What stood out was how it reasoned. Instead of linting file by file, it built a mental model of the order lifecycle first — where price comes in, where a decision is made, where an order is sent — and then hunted for places where those steps could interleave badly. It flagged a race condition between price updates and order placement: a fast-moving quote could update the reference price after my size calculation but before the order hit the wire, so the order would go out against stale numbers.
It also caught edge cases earlier audits glossed over:
- Position sizing: a rounding path that, at small account balances, could compute a size of zero and silently skip a trade, or round up past my risk cap.
- Order handling: an unvalidated branch where a partially-filled order’s remaining quantity was reused without re-checking buying power — a path that could have placed an oversized follow-up order.

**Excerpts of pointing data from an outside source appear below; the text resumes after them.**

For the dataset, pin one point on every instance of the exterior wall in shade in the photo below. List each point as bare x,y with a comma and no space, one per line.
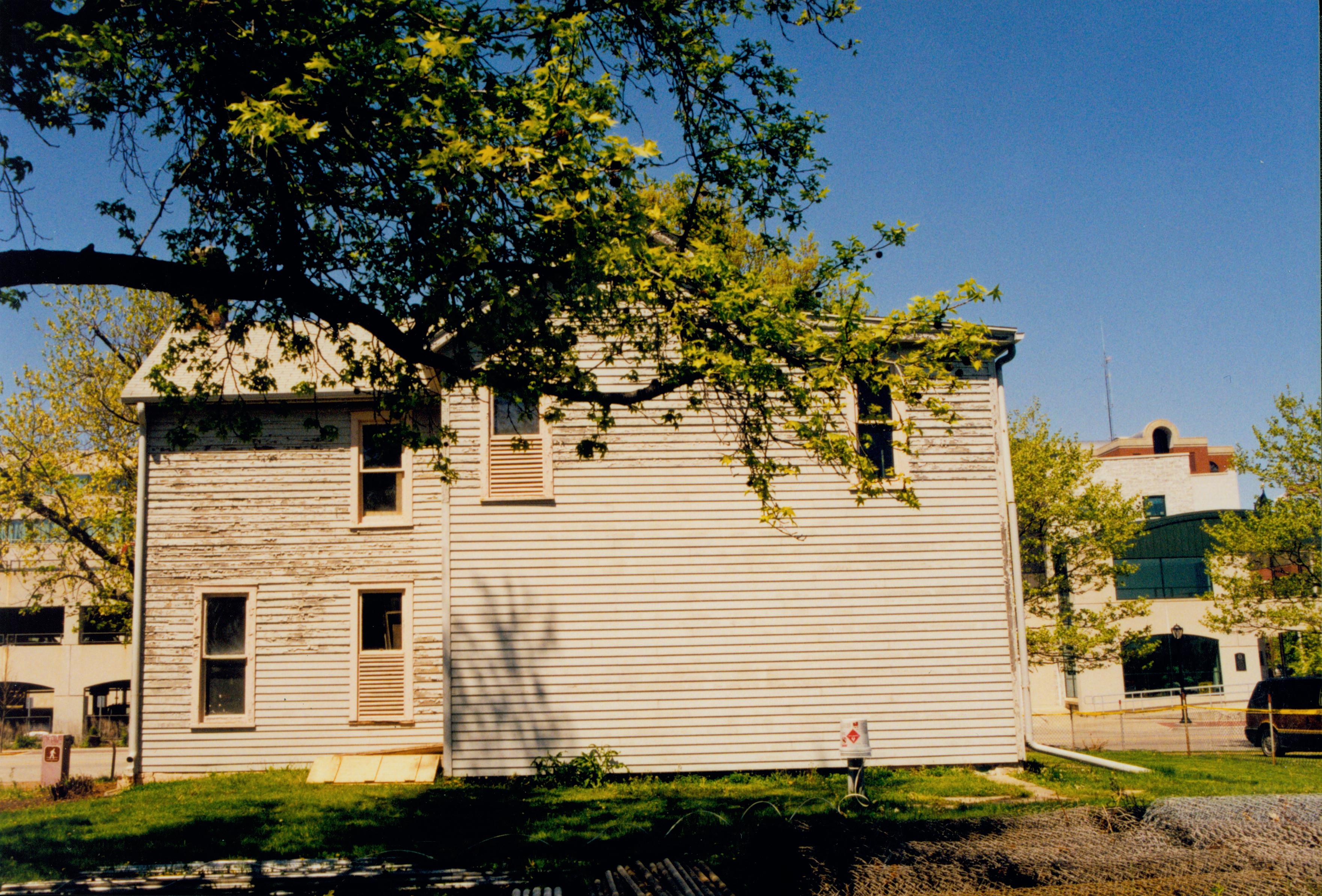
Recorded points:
647,607
277,514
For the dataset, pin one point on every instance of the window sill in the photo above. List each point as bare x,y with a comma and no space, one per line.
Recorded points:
383,522
225,725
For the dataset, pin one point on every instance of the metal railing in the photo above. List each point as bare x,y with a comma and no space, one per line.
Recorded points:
1174,692
104,638
32,638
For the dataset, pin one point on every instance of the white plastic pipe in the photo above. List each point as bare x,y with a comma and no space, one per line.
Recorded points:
1083,758
135,689
1021,621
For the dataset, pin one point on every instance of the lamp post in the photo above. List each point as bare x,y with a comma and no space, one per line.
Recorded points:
1178,634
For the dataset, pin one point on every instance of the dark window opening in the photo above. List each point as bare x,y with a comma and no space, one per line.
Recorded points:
38,626
383,620
98,628
381,492
1164,662
226,626
383,454
225,656
381,448
1161,440
876,434
512,418
1287,653
1167,577
225,686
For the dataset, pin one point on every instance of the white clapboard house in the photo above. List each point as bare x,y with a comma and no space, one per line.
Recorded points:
310,598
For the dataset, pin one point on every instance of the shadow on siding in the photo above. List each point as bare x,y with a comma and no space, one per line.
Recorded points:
503,715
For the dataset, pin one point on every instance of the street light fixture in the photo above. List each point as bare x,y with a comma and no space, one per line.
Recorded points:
1178,634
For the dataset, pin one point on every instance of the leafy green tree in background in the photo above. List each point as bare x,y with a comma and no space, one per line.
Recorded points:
1264,563
1071,530
68,453
463,190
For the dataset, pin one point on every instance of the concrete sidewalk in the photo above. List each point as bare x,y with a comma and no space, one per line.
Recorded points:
24,767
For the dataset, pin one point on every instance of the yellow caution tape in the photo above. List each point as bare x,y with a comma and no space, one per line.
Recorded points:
1176,709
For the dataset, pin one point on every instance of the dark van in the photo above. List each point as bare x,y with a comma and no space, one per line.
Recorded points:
1293,730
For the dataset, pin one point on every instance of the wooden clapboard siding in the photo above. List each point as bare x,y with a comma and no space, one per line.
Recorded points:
277,514
644,607
650,610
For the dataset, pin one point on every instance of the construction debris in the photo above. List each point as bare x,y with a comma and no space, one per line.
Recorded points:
664,878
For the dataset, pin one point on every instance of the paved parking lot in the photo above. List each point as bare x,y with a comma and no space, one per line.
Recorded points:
24,767
1210,730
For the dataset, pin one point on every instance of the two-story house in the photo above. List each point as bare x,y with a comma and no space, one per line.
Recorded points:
310,596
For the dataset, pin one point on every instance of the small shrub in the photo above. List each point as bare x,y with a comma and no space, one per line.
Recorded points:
73,788
1043,771
588,769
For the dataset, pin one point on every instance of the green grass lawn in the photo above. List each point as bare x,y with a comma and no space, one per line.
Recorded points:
750,827
1174,775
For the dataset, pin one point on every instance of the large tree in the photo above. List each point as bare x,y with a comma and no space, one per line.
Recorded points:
68,459
467,183
1073,528
1264,563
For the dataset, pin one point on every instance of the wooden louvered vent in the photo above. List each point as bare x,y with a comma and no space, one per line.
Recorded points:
381,685
516,474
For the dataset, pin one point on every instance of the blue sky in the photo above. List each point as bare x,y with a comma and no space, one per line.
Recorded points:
1145,167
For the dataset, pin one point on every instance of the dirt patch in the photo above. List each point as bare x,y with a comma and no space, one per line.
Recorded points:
31,796
1229,846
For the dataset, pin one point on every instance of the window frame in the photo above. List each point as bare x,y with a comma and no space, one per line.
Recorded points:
357,519
900,440
248,720
1151,501
487,404
356,593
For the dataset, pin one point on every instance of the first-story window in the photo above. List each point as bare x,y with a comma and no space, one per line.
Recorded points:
383,655
381,475
225,662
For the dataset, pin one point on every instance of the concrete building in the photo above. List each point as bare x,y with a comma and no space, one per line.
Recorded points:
1185,484
56,674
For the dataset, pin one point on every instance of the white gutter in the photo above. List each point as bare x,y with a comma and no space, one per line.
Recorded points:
135,689
1017,583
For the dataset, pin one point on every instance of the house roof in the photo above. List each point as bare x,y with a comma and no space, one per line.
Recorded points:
290,376
323,368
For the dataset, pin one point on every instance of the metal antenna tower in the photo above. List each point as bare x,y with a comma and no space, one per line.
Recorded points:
1106,369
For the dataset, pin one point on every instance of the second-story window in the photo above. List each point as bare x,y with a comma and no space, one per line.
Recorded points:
225,669
876,434
517,451
381,493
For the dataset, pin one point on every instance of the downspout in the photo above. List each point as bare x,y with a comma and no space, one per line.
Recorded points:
135,689
1017,585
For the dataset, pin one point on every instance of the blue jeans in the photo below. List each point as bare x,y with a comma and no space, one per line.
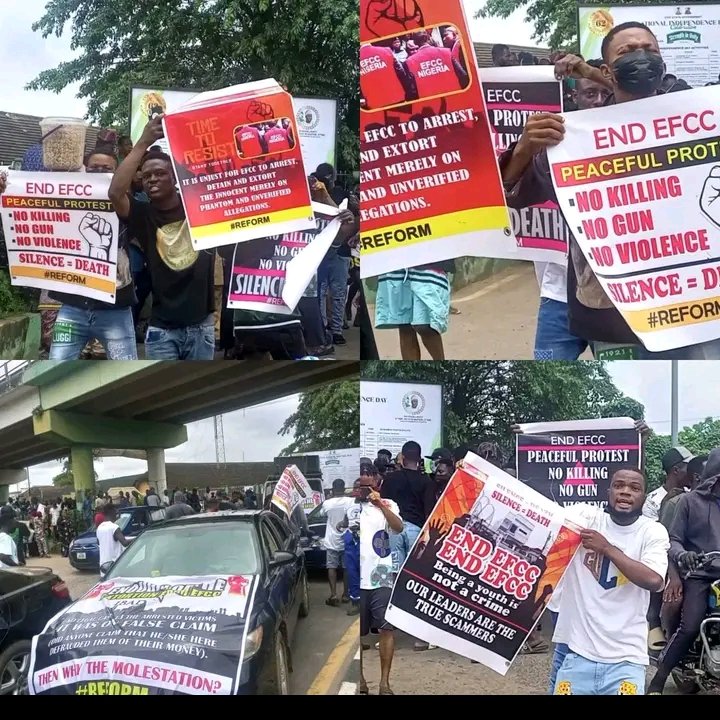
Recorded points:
196,342
580,676
332,277
553,339
402,543
75,327
352,565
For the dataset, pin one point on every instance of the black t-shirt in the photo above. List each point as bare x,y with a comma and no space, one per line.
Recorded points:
183,279
409,489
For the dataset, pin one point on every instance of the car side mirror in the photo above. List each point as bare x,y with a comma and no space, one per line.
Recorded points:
281,558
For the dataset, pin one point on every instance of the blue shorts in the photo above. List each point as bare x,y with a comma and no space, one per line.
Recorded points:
580,676
413,297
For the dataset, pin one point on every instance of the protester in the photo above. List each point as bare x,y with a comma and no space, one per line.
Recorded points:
335,508
111,540
695,530
605,593
182,324
379,521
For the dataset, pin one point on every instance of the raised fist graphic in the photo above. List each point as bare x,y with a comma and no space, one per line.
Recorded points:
98,234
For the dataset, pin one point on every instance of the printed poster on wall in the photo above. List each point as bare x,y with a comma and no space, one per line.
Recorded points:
431,190
261,267
573,461
393,413
293,489
484,566
151,636
61,233
639,194
512,95
316,120
688,35
238,164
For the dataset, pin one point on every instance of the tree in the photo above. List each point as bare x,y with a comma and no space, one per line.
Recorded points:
555,21
483,400
326,419
65,478
310,47
699,439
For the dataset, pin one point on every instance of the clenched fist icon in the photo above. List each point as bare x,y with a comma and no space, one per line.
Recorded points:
392,17
98,233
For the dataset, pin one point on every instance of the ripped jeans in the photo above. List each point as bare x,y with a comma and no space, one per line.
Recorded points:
75,327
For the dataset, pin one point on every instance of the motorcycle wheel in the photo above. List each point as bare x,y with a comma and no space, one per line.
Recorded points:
686,685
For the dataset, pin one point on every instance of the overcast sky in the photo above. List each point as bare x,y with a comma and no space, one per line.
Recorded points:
250,436
24,54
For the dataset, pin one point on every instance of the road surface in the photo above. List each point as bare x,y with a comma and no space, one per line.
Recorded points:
439,672
496,321
323,647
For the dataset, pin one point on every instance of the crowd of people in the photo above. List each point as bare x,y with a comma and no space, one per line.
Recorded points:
636,591
189,318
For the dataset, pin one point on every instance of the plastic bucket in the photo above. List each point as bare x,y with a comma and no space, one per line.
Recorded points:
63,143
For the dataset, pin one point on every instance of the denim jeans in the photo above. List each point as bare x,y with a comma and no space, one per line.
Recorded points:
402,543
75,327
553,339
196,342
580,676
332,277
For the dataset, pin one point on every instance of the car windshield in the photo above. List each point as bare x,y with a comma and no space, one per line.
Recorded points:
213,548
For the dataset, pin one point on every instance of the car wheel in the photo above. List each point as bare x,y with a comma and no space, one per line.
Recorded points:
686,685
282,667
304,609
14,668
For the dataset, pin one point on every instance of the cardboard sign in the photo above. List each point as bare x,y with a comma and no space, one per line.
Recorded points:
61,233
638,186
239,165
431,189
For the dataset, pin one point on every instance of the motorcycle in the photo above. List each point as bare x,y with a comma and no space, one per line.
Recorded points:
700,669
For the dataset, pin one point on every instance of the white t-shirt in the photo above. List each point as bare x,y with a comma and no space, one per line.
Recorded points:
651,508
552,279
376,566
7,547
110,548
601,613
335,509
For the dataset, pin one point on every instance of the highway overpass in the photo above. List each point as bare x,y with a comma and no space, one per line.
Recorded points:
74,407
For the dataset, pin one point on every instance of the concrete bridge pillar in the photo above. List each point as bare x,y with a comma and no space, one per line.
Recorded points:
156,470
83,473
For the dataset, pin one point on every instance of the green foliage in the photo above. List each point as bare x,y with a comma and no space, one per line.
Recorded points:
700,439
310,47
555,21
483,400
326,419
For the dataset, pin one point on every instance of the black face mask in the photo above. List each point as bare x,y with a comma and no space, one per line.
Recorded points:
639,73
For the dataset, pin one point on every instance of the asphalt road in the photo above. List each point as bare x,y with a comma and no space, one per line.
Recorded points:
324,642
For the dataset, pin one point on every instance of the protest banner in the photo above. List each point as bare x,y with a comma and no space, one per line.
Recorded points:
484,566
149,636
512,95
261,268
316,120
573,461
61,233
291,490
431,189
688,35
639,197
392,413
238,164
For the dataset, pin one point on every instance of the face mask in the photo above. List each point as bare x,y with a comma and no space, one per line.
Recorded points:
639,73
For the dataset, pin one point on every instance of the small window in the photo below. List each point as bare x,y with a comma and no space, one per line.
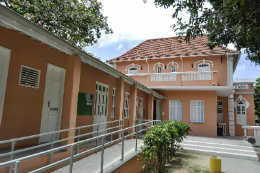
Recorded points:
29,77
159,69
113,103
197,111
173,68
204,67
126,106
133,70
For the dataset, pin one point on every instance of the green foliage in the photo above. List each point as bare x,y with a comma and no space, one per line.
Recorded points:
161,143
79,22
257,97
228,21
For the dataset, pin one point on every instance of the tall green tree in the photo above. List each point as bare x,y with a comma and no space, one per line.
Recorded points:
79,22
228,21
257,97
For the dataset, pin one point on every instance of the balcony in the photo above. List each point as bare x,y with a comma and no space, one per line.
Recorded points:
177,78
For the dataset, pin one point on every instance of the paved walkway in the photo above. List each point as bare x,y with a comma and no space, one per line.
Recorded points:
112,155
232,165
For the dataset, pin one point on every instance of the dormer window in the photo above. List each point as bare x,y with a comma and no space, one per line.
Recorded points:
159,69
133,70
173,68
204,67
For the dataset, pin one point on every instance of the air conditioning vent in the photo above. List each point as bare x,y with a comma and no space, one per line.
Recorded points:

- Input validation: a code path where a malformed API response could flow straight into an order request without a sanity check, i.e. a bad trade with real money.
None of these were exotic. They were the kind of long-tail bugs you only find when something reads the whole path and reasons about ordering and state, not just syntax. That lines up with the autonomy claims — the value isn’t raw IQ, it’s that it holds the entire control flow in its head long enough to spot where two correct-looking pieces combine into a wrong one.
If you want this kind of review on a schedule rather than ad hoc, I’ve written about wiring automated AI code review into GitHub pull requests — pointing a Fable-tier model at a focused diff is a reasonable upgrade for high-stakes repos.
Verdict: when 2x the price is worth it
After a week, here’s where I land:
- Use Fable 5 when a mistake is expensive. Audits of money-touching code, large migrations, and long-horizon refactors are exactly where the extra reasoning earns back the $10/$50 cost. It found loopholes Opus-tier models missed in the same files.
- Stick with Opus 4.8, Sonnet 4.6, or Haiku 4.5 for everyday work. For most coding, chat, and content tasks, doubling the token cost buys you nothing you’ll notice. The cheaper tiers are the right default.
- Try it before June 23. It’s free on Pro, Max, Team, and Enterprise plans only through June 22 — after that you’re paying credits, so this is the cheap window to find out if your hardest problems actually need it.
I went in sceptical of the “most powerful model” framing. On general work, I still am. But on a real audit where I had ground truth, Fable 5 earned its keep — and that’s the only benchmark I trust.